Well, now someone has come up with the idea of making actual articles of clothing using the same idea:

Sure, you could just turn off your phone. But that would be too easy. Now, thanks to Trident (yes, the chewing gum) and fashion designer Kunihiko Morinaga, you can repel all cellphone transmissions simply by wearing these hip threads called Focus Life Gear—made of radio frequency shielding fabric.

 

I suppose that since I haven’t actually published St Cybi’s Well yet I can’t claim to have predicted this tech, but no matter — it’s an obvious application of existing technology and desire for privacy. But still, kinda fun.

 

James Downey

Tip of the radio-wave-blocking hat to Tim for the news item! Thanks!



The more things change …

“Mr. Jones? This is Jane from Universal Replacements.”

“Yes?”

“I was just calling to tell you that your new left ear will be ready for delivery on Friday. Which medical clinic will be doing the installation?”

“Acme Doctors over on … hey, wait, did you say LEFT ear?”

“That’s right, sir.”

“No, no, no, there’s been a mistake. I ordered a RIGHT ear when I sent in the cell sample.”

“I’m sorry sir, my records clearly indicate that you ordered a LEFT ear when you placed your order.”

“That can’t be right, I know I ordered a RIGHT ear! I don’t need a new LEFT ear!”

“I’m sorry, sir … “

 

James Downey



“I prefer the term ‘Artificial Person’ myself.”

Catch this news this week?

Synthetic biology: New letters for life’s alphabet

The five bases found in nucleic acids define the ‘alphabet’ used to encode life on Earth. The construction of an organism that stably propagates an unnatural DNA base pair redefines this fundamental feature of life.

* * *

Sorry about the sparseness of posting lately. I’ve been … busy. Have had a couple of interesting things happen which could play out in some very good ways. One is still enough in an embryonic stage that I won’t mention anything about it yet, but the other is far enough along that I’ll share: there’s a literary agent who is potentially interested in representing me, something which I have been thinking about for a while.

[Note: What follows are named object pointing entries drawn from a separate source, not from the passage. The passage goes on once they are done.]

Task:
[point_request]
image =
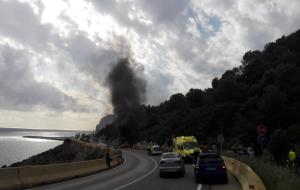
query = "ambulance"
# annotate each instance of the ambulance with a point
(187, 147)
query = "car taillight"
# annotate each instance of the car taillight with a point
(223, 167)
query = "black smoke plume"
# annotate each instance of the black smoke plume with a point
(127, 94)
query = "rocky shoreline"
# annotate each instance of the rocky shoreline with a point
(70, 151)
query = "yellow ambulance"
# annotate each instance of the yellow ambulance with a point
(187, 147)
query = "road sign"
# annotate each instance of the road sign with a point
(261, 130)
(220, 139)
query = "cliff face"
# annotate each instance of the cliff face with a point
(69, 151)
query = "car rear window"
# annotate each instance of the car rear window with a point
(210, 160)
(170, 156)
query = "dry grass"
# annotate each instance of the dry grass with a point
(274, 177)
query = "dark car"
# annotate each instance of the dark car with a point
(210, 168)
(171, 162)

And it seems like a good enough fit that I took all of last weekend to put together a submission package for formal consideration. That meant going through and doing fairly thorough revisions to the first few chapters of St Cybi’s Well, using the feedback I have gotten from half a dozen ‘beta readers’, as well as composing a formal synopsis of the book. Frankly, both were a lot of work, and somewhat skewed my normal work schedule such that it is just now getting back to what passes for normal in my life.

But it was also helpful, and forced me to clarify some things which I had left unfocused for the rest of the book. Because of the way I am writing this (using Scrivener), it has been fairly easy for me to block out both the overall arc of the book as well as character developments. But doing so has been based on chapter notes more than anything, meaning that it was still somewhat in flux. Creating a full synopsis meant that I had to put the whole thing into one coherent document. And even though it was something of a pain in the butt, the result is helpful.

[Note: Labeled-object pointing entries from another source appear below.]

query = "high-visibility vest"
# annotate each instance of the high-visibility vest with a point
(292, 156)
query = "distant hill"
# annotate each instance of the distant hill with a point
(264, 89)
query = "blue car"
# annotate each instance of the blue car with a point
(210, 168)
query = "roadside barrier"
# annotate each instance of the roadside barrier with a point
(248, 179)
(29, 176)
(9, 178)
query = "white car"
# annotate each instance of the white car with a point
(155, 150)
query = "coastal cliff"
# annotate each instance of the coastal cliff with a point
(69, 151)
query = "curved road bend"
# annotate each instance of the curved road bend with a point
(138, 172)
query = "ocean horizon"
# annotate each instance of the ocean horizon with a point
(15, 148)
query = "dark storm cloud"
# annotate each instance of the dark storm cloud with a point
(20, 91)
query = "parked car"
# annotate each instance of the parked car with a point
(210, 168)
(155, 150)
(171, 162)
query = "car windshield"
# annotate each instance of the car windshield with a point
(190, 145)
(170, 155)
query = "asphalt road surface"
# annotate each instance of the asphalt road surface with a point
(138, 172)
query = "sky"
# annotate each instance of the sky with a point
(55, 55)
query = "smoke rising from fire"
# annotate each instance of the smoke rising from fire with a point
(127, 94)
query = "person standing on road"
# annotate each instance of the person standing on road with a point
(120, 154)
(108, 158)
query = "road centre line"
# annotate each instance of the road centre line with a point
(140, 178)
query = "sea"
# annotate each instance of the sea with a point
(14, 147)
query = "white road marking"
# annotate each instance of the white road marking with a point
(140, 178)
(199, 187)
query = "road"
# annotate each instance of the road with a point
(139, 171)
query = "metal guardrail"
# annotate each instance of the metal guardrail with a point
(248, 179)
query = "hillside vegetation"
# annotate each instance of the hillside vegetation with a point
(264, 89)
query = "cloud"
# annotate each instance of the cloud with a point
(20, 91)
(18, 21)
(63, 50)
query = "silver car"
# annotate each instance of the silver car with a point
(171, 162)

I’ll keep you posted as to any concrete developments.

* * *

Remember this scene from Aliens?

 

Considered a classic, and rightly so. But I’ve always thought that a big part of the brilliance of it is how it sets up what happens immediately after:

Back at the groups’ table, Bishop holds up his hand and examines a tiny cut closely.

BURKE: I thought you never missed, Bishop?

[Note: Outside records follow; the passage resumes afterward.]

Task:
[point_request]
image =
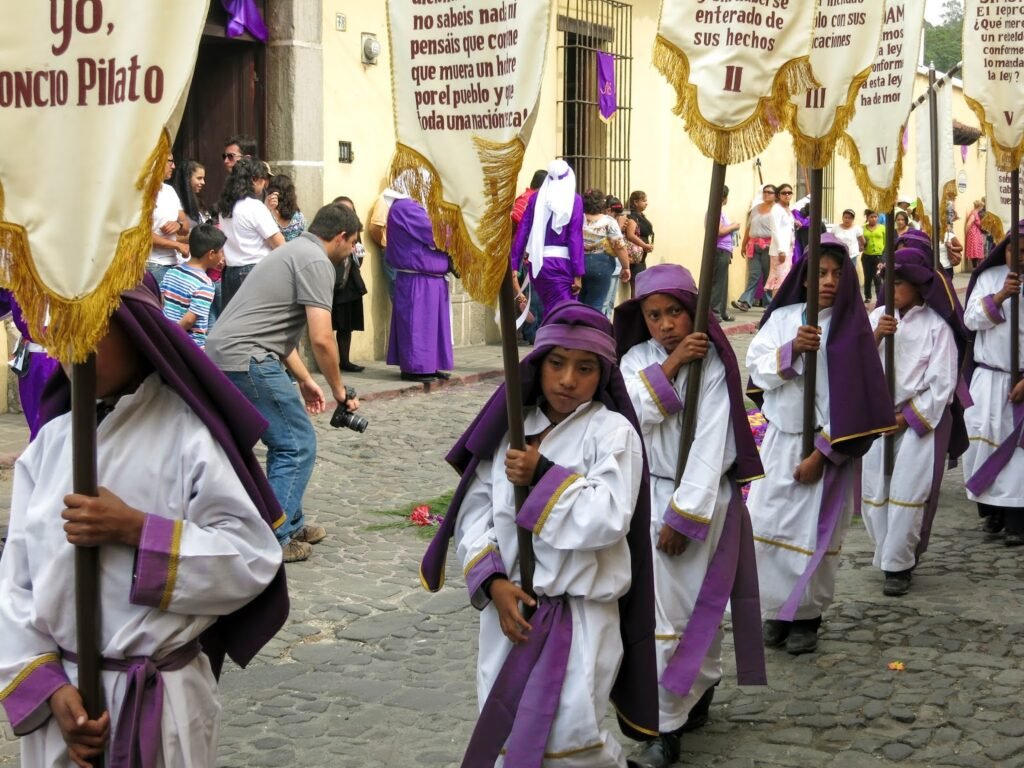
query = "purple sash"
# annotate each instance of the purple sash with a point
(731, 572)
(136, 742)
(836, 486)
(522, 702)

To Ripley’s horror, a trickle of white synthetic blood runs down his finger. Ripley spins on Burke, her tone accusing.

RIPLEY: You never said anything about an android being on board! Why not?!

BURKE: It never occurred to me. It’s common practice. We always have a synthetic on board.

BISHOP: I prefer the term ‘artificial person’ myself.

BURKE: Right.

 

* * *

Oh, one more thing: in observation of Mother’s Day, the Kindle edition of Her Final Year is available for free download through Sunday, May 11th. If you’re new here, just a quick note: this is our care-giving memoir about the challenges and rewards of caring for someone with dementia, as well as the long recovery/reflection period which comes after. It seems to have helped a lot of people. Perhaps it can help you or someone you know.